The husband-and-wife team of Steve and Sara Curtis, co-founders of the Arizona Arsenal Skydiving Team, organized the jumps. Their team of eight broke the Vertical Formation Skydiving Head-down Sequential Virginia record on Saturday at Suffolk Executive Airport with an eight-way performance in four formations. The team included Sara and Steve Curtis, Reinaldo Duarte, Eugeni Goriounov, Jason Johnson, Rachel Newcomb, Scott Owen and Nick Sortino, plus their videographer Edward Heady.

The couple returned to the airport on Sunday with a team of six: themselves, Duarte, Goriounov, Johnson, Cameron McMahan and Heady taking GoPro video. They completed a six-way performance in nine formations to set a new VFS Head-up Sequential Virginia record, with their feet towards the ground.

If you don’t care much about historical movies or skydiving records, these news items might not excite you much.
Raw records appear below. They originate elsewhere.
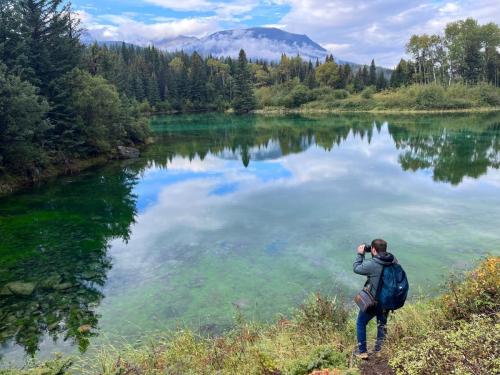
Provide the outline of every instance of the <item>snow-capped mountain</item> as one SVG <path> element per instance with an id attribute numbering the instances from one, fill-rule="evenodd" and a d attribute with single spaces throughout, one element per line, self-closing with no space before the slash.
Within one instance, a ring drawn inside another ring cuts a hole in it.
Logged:
<path id="1" fill-rule="evenodd" d="M 197 51 L 216 57 L 236 57 L 241 48 L 251 59 L 279 60 L 285 53 L 288 56 L 300 55 L 305 60 L 323 60 L 327 55 L 327 50 L 307 35 L 267 27 L 219 31 L 200 39 L 180 36 L 153 44 L 167 51 Z"/>

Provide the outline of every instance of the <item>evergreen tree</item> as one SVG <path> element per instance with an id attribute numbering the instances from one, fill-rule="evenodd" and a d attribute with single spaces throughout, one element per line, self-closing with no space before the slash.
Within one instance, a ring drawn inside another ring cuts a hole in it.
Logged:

But all Suffolk citizens should be thrilled about how well the airport and its businesses are doing.

The city invests a considerable amount of money and energy into the airport every year. The city’s Aviation Facilities Fund has a budget of more than $1 million. Much of the funds for capital improvements there come from the federal government, and there are also several revenue streams there — hangar leases, fuel sales and so forth. Less than a tenth of the budget comes from the general fund.

There are five businesses located at the airport, including Skydive Suffolk, and about 11,000 planes take off and land there every year.

But those numbers could never tell the full story of all of the good things that are going on at the airport, and stories like the “Wolf Hound” filming and the skydiving records tell the rest of the story.

We expect the airport will continue to be an asset for the city for years to come.